Bell suggests that employers plan to re-evaluate their flexibility policies at least annually. George notes that McKinsey does so with even greater frequency.
“I think re-evaluation is about looking at the data and making subtle shifts,” says Michael Griffiths, a principal and workforce transformation offering leader at Deloitte Consulting. “It’s like your stock portfolio. If it’s down, you don’t say, ‘I’m going to throw it all away and start over again.’ Instead, you start making tweaks.”
Minimizing whiplash from flexibility fluctuations
Employers can reduce the chances of making too frequent changes to their flexibility strategies by ensuring those strategies are built on a strong foundation—aligned with business strategy.

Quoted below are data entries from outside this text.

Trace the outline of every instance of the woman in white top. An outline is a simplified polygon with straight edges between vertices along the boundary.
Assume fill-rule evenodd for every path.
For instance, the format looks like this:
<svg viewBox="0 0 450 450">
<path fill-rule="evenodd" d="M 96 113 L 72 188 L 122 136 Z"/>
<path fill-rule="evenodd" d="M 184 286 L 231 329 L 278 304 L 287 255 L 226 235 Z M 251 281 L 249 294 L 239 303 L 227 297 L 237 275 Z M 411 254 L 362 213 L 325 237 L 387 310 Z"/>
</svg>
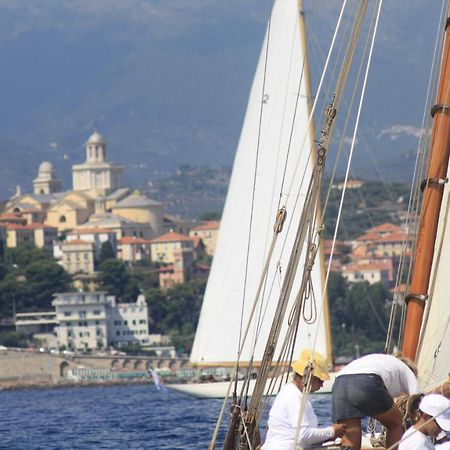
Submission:
<svg viewBox="0 0 450 450">
<path fill-rule="evenodd" d="M 443 395 L 425 395 L 419 405 L 417 422 L 402 437 L 398 450 L 443 450 L 450 443 L 434 446 L 431 438 L 450 431 L 450 400 Z"/>
<path fill-rule="evenodd" d="M 294 378 L 278 393 L 269 413 L 268 431 L 262 450 L 292 450 L 303 398 L 303 374 L 312 363 L 313 377 L 311 392 L 319 390 L 325 380 L 329 380 L 325 358 L 317 352 L 304 350 L 298 361 L 292 363 Z M 305 380 L 306 383 L 306 380 Z M 334 424 L 319 428 L 319 422 L 311 402 L 307 399 L 300 424 L 297 445 L 309 447 L 329 439 L 342 436 L 345 426 Z"/>
<path fill-rule="evenodd" d="M 361 448 L 361 418 L 368 416 L 386 427 L 386 447 L 403 434 L 402 414 L 394 403 L 401 394 L 420 392 L 415 368 L 406 359 L 373 354 L 356 359 L 336 376 L 332 390 L 333 422 L 346 425 L 343 448 Z"/>
</svg>

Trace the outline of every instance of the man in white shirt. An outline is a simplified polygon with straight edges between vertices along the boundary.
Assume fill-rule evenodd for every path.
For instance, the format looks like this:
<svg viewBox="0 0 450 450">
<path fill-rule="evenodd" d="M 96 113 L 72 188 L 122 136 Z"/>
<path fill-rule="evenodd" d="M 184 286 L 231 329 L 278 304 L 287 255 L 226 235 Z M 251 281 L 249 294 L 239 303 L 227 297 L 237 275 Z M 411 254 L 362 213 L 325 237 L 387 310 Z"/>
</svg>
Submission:
<svg viewBox="0 0 450 450">
<path fill-rule="evenodd" d="M 402 413 L 394 397 L 420 392 L 415 372 L 413 363 L 406 359 L 373 354 L 352 361 L 338 373 L 331 408 L 333 422 L 346 425 L 344 448 L 361 449 L 361 418 L 365 416 L 386 427 L 387 448 L 400 440 Z"/>
<path fill-rule="evenodd" d="M 298 425 L 297 445 L 302 448 L 341 437 L 344 433 L 345 426 L 342 424 L 319 428 L 317 416 L 308 399 L 299 424 L 303 392 L 307 383 L 305 370 L 313 370 L 310 391 L 319 390 L 323 382 L 330 379 L 325 358 L 312 350 L 304 350 L 300 359 L 292 363 L 292 368 L 295 372 L 292 383 L 283 386 L 270 410 L 269 429 L 262 450 L 293 450 Z"/>
<path fill-rule="evenodd" d="M 450 400 L 440 394 L 425 395 L 419 410 L 419 419 L 405 431 L 398 450 L 444 449 L 449 443 L 435 447 L 431 439 L 441 431 L 450 431 Z"/>
</svg>

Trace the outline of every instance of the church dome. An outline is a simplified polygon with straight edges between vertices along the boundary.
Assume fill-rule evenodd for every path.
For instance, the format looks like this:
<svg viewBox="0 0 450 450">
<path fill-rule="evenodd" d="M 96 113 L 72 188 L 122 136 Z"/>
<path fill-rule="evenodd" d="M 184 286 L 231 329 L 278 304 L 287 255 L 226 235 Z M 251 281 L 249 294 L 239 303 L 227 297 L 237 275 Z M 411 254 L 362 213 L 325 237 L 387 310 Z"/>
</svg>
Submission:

“The business and team need to be the primary focus in terms of what you are driving toward, and then you can be as flexible as you can within the personal needs and cohort needs perspective,” Griffiths says. “This strategy is very important for human capital professionals, so they’re not constantly whiplashing between other aspects of their [flexibility strategy].”
George says focusing on bringing people together for moments that matter can help leaders develop a sustainable flexibility strategy. For example, pull people together in person when onboarding and training new hires, as well as during times of complex problem-solving, to create breakthrough ideas, hold difficult conversations and help employees transition to a new role.
Catalysts for continued change
According to Bell, U.S. employers with mandatory in-office attendance may want to keep a close watch on Europe and be prepared for another potential tectonic shift in the flexibility landscape.
Last year, the European Union adopted a non-binding document calling for more rights for remote workers, while the previous year, the Netherlands passed a law citing work from home as a legal right.
“I would not be surprised if some of that legislation starts getting discussed here in the U.S. as well,” Bell says. “I think that’s something that U.S. companies need to keep an eye on as we think about the broader policies of work.”